Cartas de Coimbra XXXIV


Sentia-me à vontade em tudo, isso é verdade, mas ao mesmo tempo nada me satisfazia. Cada alegria fazia-me desejar outra. Ia de festa em festa. Acontecia-me dançar noites a fio, cada vez mais louco com os seres e com a vida. Por vezes, já bastante tarde, nessas noites em que a dança, o álcool leve, o meu desenfreamento, o violento abandono de cada qual, me lançavam para um arroubo ao mesmo tempo lasso e pleno, parecia-me, no extremo da fadiga e no lapso de um segundo, compreender, enfim, o segredo dos seres e do mundo. Mas a fadiga desaparecia no dia seguinte e, com ela, o segredo; e eu atirava-me outra vez.

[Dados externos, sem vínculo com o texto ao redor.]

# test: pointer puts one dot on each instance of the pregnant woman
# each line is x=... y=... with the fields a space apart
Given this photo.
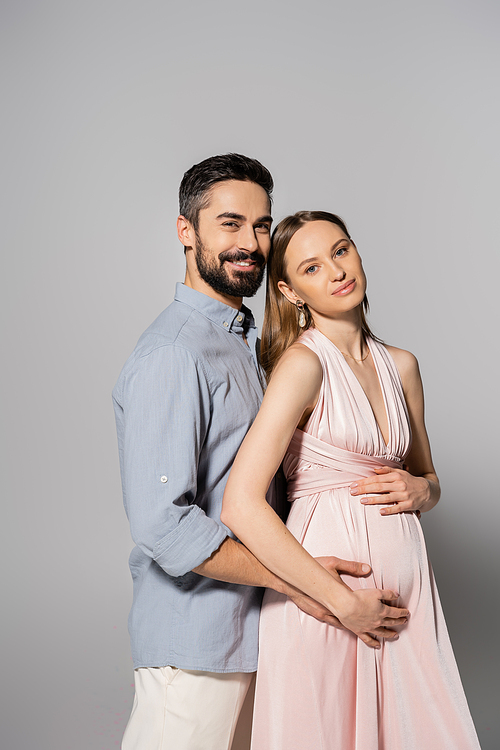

Albert Camus, in "A Queda"

06/10/2009

Cartas de Coimbra XXXIII

I wish you were here by *duchesse-2-Guermante



Às vezes volto àquela tarde de chuva, à porta de casa. Ao inadequado que era estarmos os dois sentados no chão da rua, com tanto que conversar. Tenho saudades da sensação boa, da expectativa, do medo miudinho a fazer daqueles dias um mapa de hipóteses que não se esgotavam. Tenho saudades do teu olhar baralhado, tão parvamente franco, tão erradamente deslumbrado. Quem me dera ser a mesma mulher que fui nesse dia. Chegava por mim própria. Era um quadro branco onde não existiam memórias, nem lugares, nem cheiros, nem coisa nenhuma. Contava apenas comigo e estava bem assim. Queriamos um beijo, apenas um beijo e formalizámos as coisas, com a estupidez de uma primeira vez. Estavamos feliz. Meu Deus, como tu estavas feliz! Disseste coisas, falaste em mundos, multiplicaste o sabor que levaste na boca e pediste-me mais. Eu dei-te tudo o que tinha. Sobraram bocadinhos de esperança que já não me alentam. Tenho os bolsos vazios, as costas dobradas, o peito pesado. Fico acordada com a luz apagada à espera de um pensamento que me faça dormir em paz. Não consigo acordar. Quero dormir para sempre.

01/10/2009

Cartas de Coimbra XXXII



Quem é que tu amas? - continuou Murphy. - Eu, tal como sou. Podes desejar o que não existe, não podes amá-lo. - Nada mal, para um Murphy. - Se assim é, por que diabo te esforças tanto para me modificar? Para poderes deixar de me amar - aqui, a voz subiu e atingiu uma nota bastante honrosa - para deixares de estar condenada a amar-me, para seres dispensada de me amar.